*My takeaways:* 1. L1 and L2 logistic regression 5:22 2. Receiver operating characteristic 16:00 3. Statistical Sins 26:55 3.1 Example1: statistics about the data is not the same as the data, we should plot and visualise data 28:40 3.2 Example2: lying with charts, e.g. Y-axis start point 30:57 3.3 Example3: lying with charts, e.g. Y-axis start point, no Y-axis label, confusing X-axis label 32:45 3.4 GIGO: garbage in garbage out: analysis of bad data is worse than no analysis at all 35:40 3.5 Survivor bias: it's not easy to get random samples in real life 41:35, in such cases, we can't use the empirical rule, central limit theorem and standard error on them 46:38
I was playing around with the Titanic data and noticed another correlation between features - The average ages of the passengers was not evenly spread across the different cabin classes, with the cabins having average ages of 39.16 for first class, 29.51 for second class, and 24.82 for third class. Examining the weights that logistic regression provides when evaluated on just a single cabin class shows that age within a cabin class is strongly associated with the passenger surviving.
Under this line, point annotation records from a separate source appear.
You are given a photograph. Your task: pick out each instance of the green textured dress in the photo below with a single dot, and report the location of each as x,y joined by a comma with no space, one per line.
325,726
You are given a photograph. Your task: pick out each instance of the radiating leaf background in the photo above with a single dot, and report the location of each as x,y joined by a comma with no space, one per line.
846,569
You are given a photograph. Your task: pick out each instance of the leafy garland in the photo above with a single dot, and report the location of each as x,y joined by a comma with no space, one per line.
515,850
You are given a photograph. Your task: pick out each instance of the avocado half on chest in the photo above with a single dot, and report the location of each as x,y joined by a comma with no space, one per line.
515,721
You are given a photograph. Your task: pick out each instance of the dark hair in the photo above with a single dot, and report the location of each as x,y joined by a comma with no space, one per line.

@25:00 As sensitivity increases specificity decreases, so plotting sensitivity vs specificity will result in a convex curve. Whereas sensitivity vs 1 - specificity will result in a concave curve and AOC will be easier to visualize. Also, 1 - specificity results in FP/(TP+FN) which is False Positive Rate, so it will be TPR(sensitivity) vs FPR that is the focus will be on positives...
Great lecture. Just a quick question : the age coefficient is very small (-0.03), but are all the features normalized before fitting logistic regression? If they are not, then age has a much bigger impact since the difference between a 20 and a 50 year old is (30x-0.03) =-0.9 which is almost twice the impact of being in the third cabin.
So professor first makes a model with perfect collinearity and doen't explain the issues related to be doing that. The first model felt in to a dummy variable trap.
Thanks. Video time point .... ru-vid.com/video/%D0%B2%D0%B8%D0%B4%D0%B5%D0%BE-K2SC-WPdT6k.htmlm33s . I still want to know what quote was [not] shown, so that I can insert my own picture.
The original slide read: "A Thing of the Past?" and "Insert Photo Here," referring to garbage-in-garbage-out data (see slides 19-20 in the deck found on the OCW site: ocw.mit.edu/6-0002F16).
Thanks for the great lecture. For me a bit confusing thing in the ROC curve (blue curve at 18:46) was that it wasn't showing the values of 'p' explicitly. Here is 'p' color-coded drive.google.com/file/d/15-AUzxuzvgFPfUoU3MxyCI1I1-Z19qWO/